I would say the things that would make life considerably easier are:

* A good accessible editor with good navigation (previous function, next function, folding of blocks...).
* Commands to present autocomplete information accessibly. For example a command that would present (in a way the screen reader can grab) which methods on a class begin with what we have on the cursor, or which variables in scope exist beginning that way, etc.
* Direct documentation access, so that one can place oneself on an identifier and get type, and if there's associated docstrings those too.

Some tool to help laying out GUIs would also be handy. How I envision this is having a tree view where you can add objects (lists, edit fields, menu items) and another frame where the GUI is previewed.
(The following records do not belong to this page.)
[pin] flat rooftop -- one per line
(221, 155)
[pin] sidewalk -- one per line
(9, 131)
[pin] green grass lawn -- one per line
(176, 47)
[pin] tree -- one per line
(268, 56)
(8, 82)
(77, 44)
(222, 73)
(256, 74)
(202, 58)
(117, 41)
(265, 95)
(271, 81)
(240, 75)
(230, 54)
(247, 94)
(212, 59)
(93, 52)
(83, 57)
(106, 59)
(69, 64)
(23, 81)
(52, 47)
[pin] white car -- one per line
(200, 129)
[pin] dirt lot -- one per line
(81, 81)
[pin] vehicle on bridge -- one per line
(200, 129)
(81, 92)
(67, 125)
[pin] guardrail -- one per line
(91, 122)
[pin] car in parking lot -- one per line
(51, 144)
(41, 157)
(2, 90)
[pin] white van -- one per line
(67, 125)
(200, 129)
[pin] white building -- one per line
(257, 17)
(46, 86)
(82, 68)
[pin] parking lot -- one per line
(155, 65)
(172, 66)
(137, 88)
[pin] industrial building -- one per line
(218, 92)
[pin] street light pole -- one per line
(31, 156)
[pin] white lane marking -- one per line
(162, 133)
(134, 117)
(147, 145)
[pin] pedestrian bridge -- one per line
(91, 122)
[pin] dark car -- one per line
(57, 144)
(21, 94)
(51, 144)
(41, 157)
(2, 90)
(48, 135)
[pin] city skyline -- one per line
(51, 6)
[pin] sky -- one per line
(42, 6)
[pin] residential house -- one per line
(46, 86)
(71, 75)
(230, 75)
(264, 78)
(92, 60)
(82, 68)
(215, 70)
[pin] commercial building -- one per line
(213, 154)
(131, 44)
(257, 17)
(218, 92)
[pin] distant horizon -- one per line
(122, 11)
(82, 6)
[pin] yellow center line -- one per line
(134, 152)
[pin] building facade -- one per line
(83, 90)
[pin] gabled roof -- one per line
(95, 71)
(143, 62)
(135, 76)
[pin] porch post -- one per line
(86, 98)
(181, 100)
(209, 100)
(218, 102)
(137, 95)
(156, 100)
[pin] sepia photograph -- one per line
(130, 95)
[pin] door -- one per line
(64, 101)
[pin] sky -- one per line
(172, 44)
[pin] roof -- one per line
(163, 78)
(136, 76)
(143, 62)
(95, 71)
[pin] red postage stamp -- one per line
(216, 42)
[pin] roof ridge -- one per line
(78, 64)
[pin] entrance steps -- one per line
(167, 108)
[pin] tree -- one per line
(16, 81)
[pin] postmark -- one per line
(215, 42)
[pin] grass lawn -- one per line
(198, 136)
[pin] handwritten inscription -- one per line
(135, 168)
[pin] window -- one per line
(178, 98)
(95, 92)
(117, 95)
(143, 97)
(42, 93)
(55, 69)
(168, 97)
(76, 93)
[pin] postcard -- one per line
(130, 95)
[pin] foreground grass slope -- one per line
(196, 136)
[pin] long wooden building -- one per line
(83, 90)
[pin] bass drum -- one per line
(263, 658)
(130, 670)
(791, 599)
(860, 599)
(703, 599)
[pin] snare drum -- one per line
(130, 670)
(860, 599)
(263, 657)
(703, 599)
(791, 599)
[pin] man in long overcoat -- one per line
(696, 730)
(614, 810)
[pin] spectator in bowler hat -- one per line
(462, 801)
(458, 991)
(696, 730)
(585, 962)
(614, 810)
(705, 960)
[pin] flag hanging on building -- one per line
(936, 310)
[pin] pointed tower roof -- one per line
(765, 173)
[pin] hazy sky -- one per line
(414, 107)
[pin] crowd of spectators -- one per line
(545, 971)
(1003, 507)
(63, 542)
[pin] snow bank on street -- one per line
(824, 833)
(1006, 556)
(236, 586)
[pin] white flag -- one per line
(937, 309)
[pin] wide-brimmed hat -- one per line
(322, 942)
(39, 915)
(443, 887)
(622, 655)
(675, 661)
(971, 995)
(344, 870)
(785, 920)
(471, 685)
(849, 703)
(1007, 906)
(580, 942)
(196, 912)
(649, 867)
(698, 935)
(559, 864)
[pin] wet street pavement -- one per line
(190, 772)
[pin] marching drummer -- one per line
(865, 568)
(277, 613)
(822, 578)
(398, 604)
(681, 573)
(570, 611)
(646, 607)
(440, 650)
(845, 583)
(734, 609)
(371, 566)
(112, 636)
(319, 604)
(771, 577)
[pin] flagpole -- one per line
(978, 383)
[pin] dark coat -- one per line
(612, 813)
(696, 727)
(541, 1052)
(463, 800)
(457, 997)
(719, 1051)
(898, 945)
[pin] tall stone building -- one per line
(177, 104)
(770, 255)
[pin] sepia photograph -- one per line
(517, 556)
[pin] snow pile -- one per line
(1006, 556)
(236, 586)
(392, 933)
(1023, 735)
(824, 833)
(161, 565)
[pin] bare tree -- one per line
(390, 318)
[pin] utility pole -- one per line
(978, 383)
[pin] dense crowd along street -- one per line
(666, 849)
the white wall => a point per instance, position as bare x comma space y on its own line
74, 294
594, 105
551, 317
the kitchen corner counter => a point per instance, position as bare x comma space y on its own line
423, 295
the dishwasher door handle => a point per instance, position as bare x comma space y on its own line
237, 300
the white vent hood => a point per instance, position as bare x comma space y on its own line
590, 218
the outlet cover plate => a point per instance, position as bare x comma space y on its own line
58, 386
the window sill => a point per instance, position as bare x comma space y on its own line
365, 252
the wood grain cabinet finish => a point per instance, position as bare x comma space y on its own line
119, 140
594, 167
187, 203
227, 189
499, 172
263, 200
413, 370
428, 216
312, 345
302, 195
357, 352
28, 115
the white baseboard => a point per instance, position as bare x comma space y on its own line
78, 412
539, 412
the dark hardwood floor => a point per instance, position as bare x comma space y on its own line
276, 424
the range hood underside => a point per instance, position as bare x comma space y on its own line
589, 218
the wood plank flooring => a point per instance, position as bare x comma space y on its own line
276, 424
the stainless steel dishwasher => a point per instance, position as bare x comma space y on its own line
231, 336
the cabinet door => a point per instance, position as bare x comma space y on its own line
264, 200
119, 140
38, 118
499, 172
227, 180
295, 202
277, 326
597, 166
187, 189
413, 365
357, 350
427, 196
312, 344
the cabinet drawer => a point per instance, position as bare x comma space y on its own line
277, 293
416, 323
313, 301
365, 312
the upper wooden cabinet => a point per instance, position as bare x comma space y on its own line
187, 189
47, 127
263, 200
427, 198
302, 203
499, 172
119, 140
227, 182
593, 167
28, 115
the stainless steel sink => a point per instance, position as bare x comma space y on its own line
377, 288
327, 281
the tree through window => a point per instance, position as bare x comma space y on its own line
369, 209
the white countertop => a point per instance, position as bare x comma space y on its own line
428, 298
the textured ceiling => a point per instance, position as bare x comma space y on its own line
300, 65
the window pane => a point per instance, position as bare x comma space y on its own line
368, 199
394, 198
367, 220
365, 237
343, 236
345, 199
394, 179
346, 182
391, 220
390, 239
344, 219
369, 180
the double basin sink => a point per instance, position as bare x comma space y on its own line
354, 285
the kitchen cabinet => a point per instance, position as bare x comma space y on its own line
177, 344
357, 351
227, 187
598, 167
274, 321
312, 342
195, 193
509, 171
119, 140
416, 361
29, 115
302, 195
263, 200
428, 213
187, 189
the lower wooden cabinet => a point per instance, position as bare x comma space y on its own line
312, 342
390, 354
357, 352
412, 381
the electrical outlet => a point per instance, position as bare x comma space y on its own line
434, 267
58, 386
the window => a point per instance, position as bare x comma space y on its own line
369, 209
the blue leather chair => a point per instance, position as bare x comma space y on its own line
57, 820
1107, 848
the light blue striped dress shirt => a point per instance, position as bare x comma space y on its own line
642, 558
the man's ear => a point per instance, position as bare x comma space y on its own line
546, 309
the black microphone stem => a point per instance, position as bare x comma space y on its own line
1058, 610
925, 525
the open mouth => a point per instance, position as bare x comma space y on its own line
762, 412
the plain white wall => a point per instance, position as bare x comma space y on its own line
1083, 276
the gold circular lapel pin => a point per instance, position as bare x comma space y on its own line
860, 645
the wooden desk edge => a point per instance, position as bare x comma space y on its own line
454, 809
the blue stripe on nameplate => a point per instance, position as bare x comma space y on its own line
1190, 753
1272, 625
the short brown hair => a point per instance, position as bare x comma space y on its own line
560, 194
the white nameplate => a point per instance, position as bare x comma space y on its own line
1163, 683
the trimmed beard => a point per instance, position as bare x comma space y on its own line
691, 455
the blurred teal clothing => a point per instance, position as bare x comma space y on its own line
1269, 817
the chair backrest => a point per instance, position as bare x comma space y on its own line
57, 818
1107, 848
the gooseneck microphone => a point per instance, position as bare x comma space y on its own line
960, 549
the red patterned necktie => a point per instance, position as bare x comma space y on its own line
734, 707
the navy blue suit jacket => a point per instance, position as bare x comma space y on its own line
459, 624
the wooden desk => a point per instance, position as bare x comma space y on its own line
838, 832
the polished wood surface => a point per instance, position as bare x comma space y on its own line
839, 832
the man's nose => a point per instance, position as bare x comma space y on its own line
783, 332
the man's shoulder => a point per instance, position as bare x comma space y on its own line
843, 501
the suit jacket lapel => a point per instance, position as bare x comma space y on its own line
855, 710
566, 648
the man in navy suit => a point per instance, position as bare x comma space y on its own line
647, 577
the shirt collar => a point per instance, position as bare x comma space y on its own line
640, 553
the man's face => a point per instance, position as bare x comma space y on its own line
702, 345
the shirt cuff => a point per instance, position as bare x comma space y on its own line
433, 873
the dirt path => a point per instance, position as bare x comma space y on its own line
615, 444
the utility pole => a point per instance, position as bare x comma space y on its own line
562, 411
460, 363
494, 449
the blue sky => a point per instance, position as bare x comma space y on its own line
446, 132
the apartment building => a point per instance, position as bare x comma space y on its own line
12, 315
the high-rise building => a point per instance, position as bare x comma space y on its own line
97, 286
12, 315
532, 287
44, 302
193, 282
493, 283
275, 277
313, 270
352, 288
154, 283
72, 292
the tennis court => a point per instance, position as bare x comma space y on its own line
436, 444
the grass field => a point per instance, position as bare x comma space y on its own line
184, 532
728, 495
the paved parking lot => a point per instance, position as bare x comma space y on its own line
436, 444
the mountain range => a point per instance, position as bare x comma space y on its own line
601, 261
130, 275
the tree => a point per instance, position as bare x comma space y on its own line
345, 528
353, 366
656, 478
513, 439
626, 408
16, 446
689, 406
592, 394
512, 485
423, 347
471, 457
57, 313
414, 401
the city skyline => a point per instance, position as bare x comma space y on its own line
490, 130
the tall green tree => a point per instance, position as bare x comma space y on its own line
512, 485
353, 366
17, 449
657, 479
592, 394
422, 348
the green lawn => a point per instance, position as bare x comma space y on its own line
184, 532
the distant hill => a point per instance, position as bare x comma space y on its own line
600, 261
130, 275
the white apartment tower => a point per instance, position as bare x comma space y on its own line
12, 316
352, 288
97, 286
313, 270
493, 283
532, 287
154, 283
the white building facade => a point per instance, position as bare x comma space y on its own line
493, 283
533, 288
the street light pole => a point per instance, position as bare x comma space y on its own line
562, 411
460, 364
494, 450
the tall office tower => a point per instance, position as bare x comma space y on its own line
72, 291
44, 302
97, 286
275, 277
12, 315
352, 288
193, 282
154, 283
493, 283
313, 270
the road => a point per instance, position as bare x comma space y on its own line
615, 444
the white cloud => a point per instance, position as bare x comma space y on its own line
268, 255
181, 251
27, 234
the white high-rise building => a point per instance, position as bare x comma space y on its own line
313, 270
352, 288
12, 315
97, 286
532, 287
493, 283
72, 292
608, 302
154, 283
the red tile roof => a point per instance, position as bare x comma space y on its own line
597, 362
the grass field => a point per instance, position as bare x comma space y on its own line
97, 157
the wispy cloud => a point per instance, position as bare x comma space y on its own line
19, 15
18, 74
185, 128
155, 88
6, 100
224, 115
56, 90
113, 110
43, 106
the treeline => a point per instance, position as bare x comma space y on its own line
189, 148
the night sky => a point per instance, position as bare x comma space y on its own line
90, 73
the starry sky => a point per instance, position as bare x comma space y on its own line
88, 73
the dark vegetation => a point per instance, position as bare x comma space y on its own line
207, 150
FreakyCheeseMan [OP] 1 points 7y ago
So, my thought was that the AST could be modified with some supplemental information, to make it more readable/understandable., and to (as you say) convey intent. Effectively, this would be a language that has a "Source Tree" rather than "Source Code." I think this would allow for a minimalstic and simpler compier, but it wouldn't quite be the same as just saying "Here's the AST that would have been generated anyway, have fun with that." (One obvious flaw that just ocurred to me is that the structure would be completely different from what normal coders worked with, though. So even if this idea did work for blind people, it wouldn't be good for any projects that weren't worked exclusively by blind people.)

The tools you describe make sense to me, though it sounds like it's further away from my specialty, and further from something I could contribute to in an academic context. Thanks for the feedback, though.